For instance, in physics, a vector field F defined on an open set S is called a gradient field that can be represented as: $$F=\nabla f = (\frac{df}{dx_1},\frac{df}{dx_2},\frac{df}{dx_3}....,\frac{df}{dx_n})$$ with if there f on S. Basically, you can view this as The gradient of a scalar-valued multivariable function $f(x,y,z)$, denoted $\nabla f$, packages all its partial derivatives into a vector : $[\frac{df}{dx},\frac{df}{dy},\frac{df}{dz}]$.

In a pratical way, imagine being at $(x_0,y_0,z_0)$ the vector $\nabla f(x_0,y_o,z_0)$ tells you in wich direction you should go to increase the value of f most rapidly .
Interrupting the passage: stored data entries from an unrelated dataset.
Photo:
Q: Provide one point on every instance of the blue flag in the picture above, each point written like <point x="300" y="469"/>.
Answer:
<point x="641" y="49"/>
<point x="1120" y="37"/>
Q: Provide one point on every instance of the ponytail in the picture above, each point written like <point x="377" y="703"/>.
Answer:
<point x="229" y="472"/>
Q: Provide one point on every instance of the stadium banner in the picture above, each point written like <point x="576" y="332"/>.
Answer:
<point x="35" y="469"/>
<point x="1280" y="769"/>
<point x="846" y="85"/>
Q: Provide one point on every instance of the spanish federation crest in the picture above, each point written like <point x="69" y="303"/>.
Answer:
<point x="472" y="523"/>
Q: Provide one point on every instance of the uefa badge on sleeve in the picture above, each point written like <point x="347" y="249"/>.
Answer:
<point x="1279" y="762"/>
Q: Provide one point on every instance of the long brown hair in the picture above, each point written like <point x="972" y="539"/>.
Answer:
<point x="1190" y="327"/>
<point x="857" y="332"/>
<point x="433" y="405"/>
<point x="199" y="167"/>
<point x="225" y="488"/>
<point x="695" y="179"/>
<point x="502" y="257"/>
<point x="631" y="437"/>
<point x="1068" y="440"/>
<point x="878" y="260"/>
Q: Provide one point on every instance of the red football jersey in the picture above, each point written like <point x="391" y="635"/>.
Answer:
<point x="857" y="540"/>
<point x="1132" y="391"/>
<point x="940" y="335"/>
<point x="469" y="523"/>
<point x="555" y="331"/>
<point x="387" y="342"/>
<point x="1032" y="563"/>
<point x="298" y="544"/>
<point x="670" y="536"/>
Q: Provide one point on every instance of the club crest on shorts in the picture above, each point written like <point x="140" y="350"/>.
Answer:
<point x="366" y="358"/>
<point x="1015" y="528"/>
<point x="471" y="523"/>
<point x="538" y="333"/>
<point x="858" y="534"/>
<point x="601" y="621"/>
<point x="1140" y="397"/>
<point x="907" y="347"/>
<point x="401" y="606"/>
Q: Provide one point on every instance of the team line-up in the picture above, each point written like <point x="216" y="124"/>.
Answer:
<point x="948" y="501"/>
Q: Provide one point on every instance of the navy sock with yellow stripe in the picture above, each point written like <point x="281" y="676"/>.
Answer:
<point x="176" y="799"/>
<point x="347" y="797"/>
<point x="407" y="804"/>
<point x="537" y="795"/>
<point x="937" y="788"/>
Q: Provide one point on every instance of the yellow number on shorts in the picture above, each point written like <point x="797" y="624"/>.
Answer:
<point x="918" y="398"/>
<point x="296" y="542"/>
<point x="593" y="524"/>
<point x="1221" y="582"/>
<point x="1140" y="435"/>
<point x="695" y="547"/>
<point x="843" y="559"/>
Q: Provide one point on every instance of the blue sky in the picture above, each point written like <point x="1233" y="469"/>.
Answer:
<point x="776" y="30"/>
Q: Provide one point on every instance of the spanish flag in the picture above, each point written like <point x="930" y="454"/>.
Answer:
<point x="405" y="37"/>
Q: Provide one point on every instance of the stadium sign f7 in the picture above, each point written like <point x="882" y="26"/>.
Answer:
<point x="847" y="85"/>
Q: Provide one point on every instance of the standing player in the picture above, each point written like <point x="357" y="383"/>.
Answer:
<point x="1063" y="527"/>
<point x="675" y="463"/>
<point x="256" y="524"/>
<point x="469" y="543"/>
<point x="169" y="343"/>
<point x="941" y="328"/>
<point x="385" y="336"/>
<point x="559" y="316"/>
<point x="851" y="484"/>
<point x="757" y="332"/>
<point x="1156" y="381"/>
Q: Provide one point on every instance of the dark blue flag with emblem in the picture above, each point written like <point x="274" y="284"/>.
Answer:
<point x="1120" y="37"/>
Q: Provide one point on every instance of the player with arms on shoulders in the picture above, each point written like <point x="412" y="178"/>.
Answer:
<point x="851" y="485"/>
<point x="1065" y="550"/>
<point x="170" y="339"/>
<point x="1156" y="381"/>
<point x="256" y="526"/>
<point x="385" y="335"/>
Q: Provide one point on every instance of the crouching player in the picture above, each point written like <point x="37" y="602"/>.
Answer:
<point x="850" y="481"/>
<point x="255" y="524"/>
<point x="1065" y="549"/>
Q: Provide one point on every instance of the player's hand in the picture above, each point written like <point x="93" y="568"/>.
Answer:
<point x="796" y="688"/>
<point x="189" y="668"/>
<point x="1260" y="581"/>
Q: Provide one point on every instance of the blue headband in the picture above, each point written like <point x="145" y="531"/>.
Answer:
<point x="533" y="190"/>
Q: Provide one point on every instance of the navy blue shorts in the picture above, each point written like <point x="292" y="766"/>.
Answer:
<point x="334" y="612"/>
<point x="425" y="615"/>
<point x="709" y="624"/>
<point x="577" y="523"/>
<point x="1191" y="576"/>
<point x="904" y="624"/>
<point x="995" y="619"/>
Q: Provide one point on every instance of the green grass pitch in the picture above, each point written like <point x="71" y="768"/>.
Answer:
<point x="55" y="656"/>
This will mean $\nabla f$ is a vector-valued function.

An example would be:

$f: R^3 \rightarrow R^3 $, which literally means we're plugging in a set $(x, y, z)$ and it the function will map it to another $(x, y, z)^*$

Let set $f(x,y,z)=(x,y,z)$. with $x>0, y>0,y>0$. Here's a applet to visualise it better: https://mathinsight.org/applet/expanding_vector_field_3D

Hope this helps.